Pace – Mt 11,28-30
In quel tempo, Gesù disse:
«Venite a me, voi tutti che siete stanchi e oppressi, e io vi darò ristoro.
Prendete il mio giogo sopra di voi e imparate da me, che sono mite e umile di cuore, e troverete ristoro per la vostra vita. Il mio giogo infatti è dolce e il mio peso leggero».
Che la vita sia faticosa, non serviva il vangelo a dircelo. Certo, non è solo fatica, ma un continuo alternarsi di consolazioni e desolazioni (per dirla come s. Ignazio). Sperimentiamo tutti il fatto che la soddisfazione e la delusione, il peso e la leggerezza costellano senza sosta la nostra esistenza e la nostra quotidianità.
Il vangelo non ci prende in giro: spesso siamo «stanchi e oppressi» e abbiamo bisogno di «ristoro». Tuttavia Gesù non si propone come oasi nel deserto, ma come compagno di lavoro, come amico con cui condividere il cammino.

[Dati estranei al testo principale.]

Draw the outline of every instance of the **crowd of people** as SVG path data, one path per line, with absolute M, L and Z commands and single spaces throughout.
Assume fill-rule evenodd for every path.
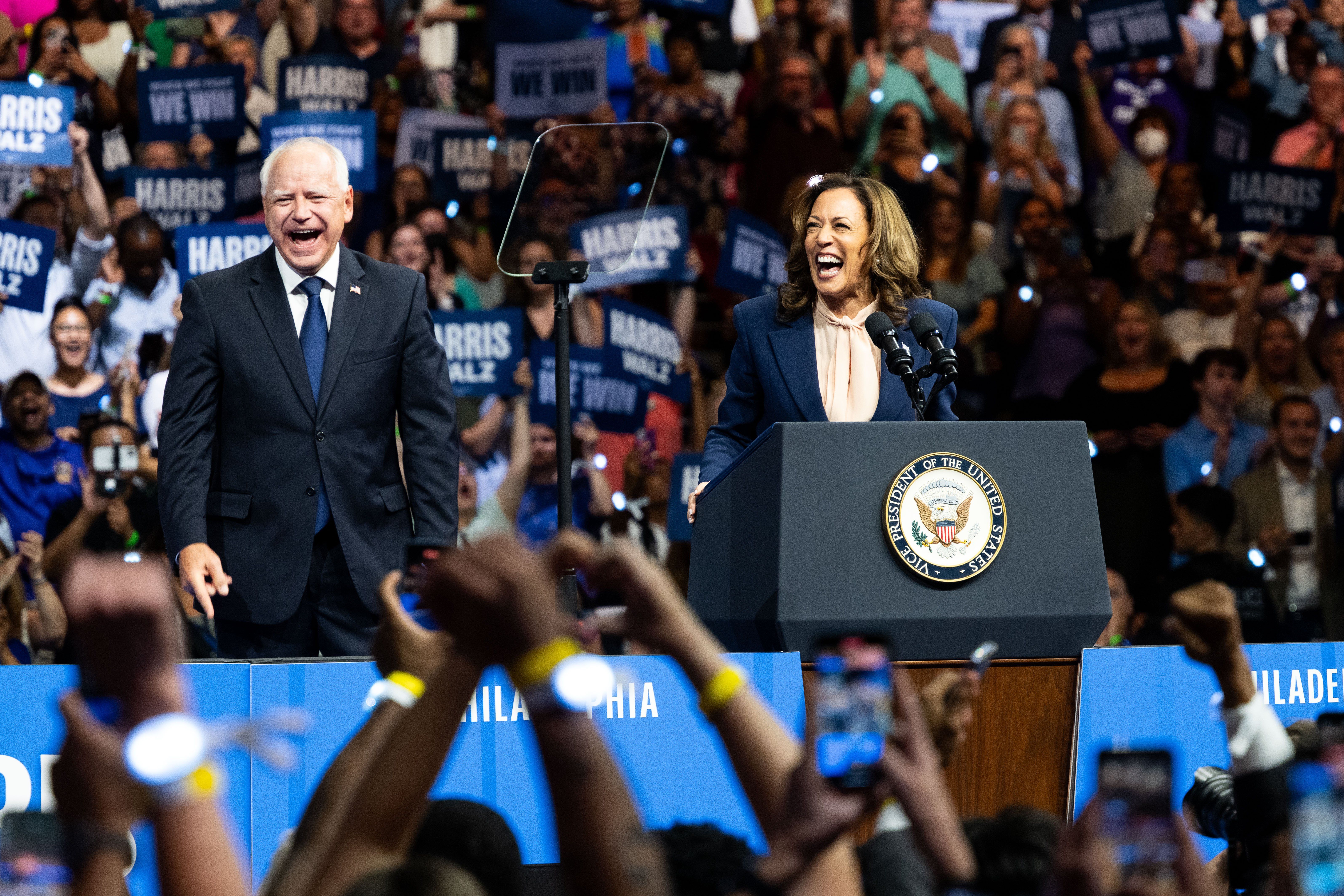
M 579 420 L 560 437 L 581 461 L 574 524 L 633 537 L 683 586 L 689 545 L 669 540 L 667 520 L 685 496 L 671 469 L 703 449 L 718 418 L 732 309 L 749 298 L 715 278 L 727 212 L 754 215 L 789 244 L 788 210 L 808 180 L 848 169 L 899 197 L 919 238 L 919 287 L 957 313 L 953 412 L 1086 422 L 1113 574 L 1107 643 L 1168 641 L 1168 598 L 1206 553 L 1226 555 L 1226 579 L 1249 590 L 1242 604 L 1259 607 L 1243 619 L 1249 639 L 1344 635 L 1344 257 L 1332 232 L 1224 232 L 1215 196 L 1223 161 L 1344 164 L 1344 13 L 1292 4 L 1247 21 L 1235 3 L 1192 0 L 1183 54 L 1095 67 L 1077 4 L 1021 0 L 986 26 L 970 67 L 966 47 L 931 30 L 923 0 L 728 5 L 715 17 L 638 0 L 262 0 L 155 20 L 117 0 L 62 0 L 0 17 L 0 77 L 77 91 L 73 167 L 7 171 L 8 216 L 54 230 L 56 261 L 40 310 L 0 304 L 0 549 L 46 545 L 13 574 L 27 604 L 11 614 L 0 657 L 59 654 L 59 626 L 42 625 L 34 602 L 44 578 L 59 588 L 77 547 L 163 552 L 157 426 L 183 278 L 172 231 L 125 193 L 118 169 L 228 167 L 254 152 L 257 125 L 277 107 L 278 60 L 304 54 L 370 74 L 378 189 L 356 193 L 343 242 L 423 273 L 431 306 L 521 309 L 527 345 L 555 337 L 551 287 L 503 275 L 497 250 L 521 273 L 578 251 L 569 227 L 612 207 L 620 177 L 607 167 L 638 164 L 641 149 L 595 130 L 554 138 L 563 164 L 524 196 L 528 228 L 505 243 L 519 188 L 509 138 L 563 122 L 668 129 L 668 159 L 641 189 L 685 208 L 694 282 L 577 287 L 571 337 L 603 344 L 609 298 L 665 316 L 691 399 L 652 394 L 634 435 Z M 558 30 L 527 27 L 552 13 Z M 445 28 L 457 36 L 446 58 Z M 505 117 L 491 102 L 493 47 L 528 35 L 603 39 L 607 102 L 587 116 Z M 245 136 L 138 141 L 137 73 L 202 63 L 243 66 Z M 421 163 L 395 164 L 402 120 L 417 109 L 474 116 L 489 130 L 487 188 L 445 207 Z M 1228 121 L 1247 136 L 1232 156 Z M 513 375 L 531 388 L 526 363 Z M 540 547 L 558 528 L 558 434 L 507 396 L 457 404 L 458 504 L 472 523 L 462 539 L 511 528 Z M 109 497 L 89 470 L 110 434 L 140 459 L 134 486 Z M 1195 524 L 1214 539 L 1192 553 Z M 179 596 L 208 653 L 208 621 Z
M 555 602 L 556 574 L 570 568 L 618 594 L 624 609 L 577 625 Z M 882 755 L 864 786 L 841 789 L 817 767 L 816 695 L 800 743 L 749 676 L 724 658 L 668 572 L 630 540 L 603 545 L 569 531 L 540 553 L 508 536 L 449 552 L 419 586 L 427 618 L 442 631 L 426 630 L 402 607 L 401 575 L 388 574 L 379 588 L 383 617 L 374 652 L 384 677 L 297 826 L 266 862 L 258 887 L 265 896 L 1117 896 L 1142 892 L 1133 887 L 1144 881 L 1183 896 L 1294 892 L 1286 775 L 1294 756 L 1314 755 L 1320 737 L 1309 721 L 1285 731 L 1258 699 L 1238 598 L 1222 584 L 1176 592 L 1165 626 L 1222 688 L 1231 763 L 1226 771 L 1200 770 L 1185 797 L 1184 825 L 1169 815 L 1163 821 L 1167 805 L 1148 818 L 1169 832 L 1171 849 L 1152 853 L 1145 865 L 1133 861 L 1133 845 L 1130 854 L 1113 849 L 1113 807 L 1102 798 L 1067 827 L 1023 806 L 993 818 L 958 817 L 943 767 L 977 724 L 974 669 L 945 670 L 918 690 L 905 668 L 892 665 Z M 183 713 L 192 712 L 188 678 L 173 668 L 184 642 L 165 570 L 86 553 L 65 582 L 87 677 L 82 692 L 60 701 L 67 731 L 51 772 L 71 892 L 124 893 L 128 829 L 148 819 L 165 896 L 246 896 L 251 891 L 222 809 L 227 782 L 218 760 L 190 747 L 190 737 L 165 733 L 146 752 L 152 732 L 167 731 L 165 713 L 181 725 Z M 708 822 L 660 830 L 641 823 L 630 794 L 638 780 L 626 782 L 583 712 L 587 696 L 574 692 L 581 665 L 595 661 L 585 658 L 581 642 L 602 633 L 680 666 L 722 737 L 766 854 Z M 530 711 L 555 814 L 554 868 L 524 872 L 511 825 L 491 807 L 429 798 L 458 720 L 474 707 L 477 682 L 495 664 L 507 669 Z M 181 778 L 164 771 L 198 762 Z M 856 823 L 872 814 L 876 829 L 856 846 Z M 1226 852 L 1206 866 L 1187 826 L 1226 838 Z M 8 854 L 20 873 L 52 861 L 26 856 L 22 845 Z M 555 873 L 559 880 L 550 877 Z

Questa è l’immagine del «giogo», l’attrezzo a cui si legava una coppia di buoi per arare. Si è sempre in due sotto il giogo. Gesù ci dice che il ristoro, nella vita, non si trova sperando in un’esistenza piatta, senza alti e bassi, una sorta di «divano-felicità» (papa Francesco) in cui l’obiettivo è una placida immortalità.
La proposta di Gesù non è quella di evadere dalla vita come se la fede fosse una specie di droga. No: Gesù propone sì di riposarsi e di avere sollievo, ma lavorando con lui, camminando al suo fianco.
Il suo giogo è «dolce» perché egli lavora per amore e non per forza. E forse in questa conversione sta davvero, anche per noi, il segreto della felicità.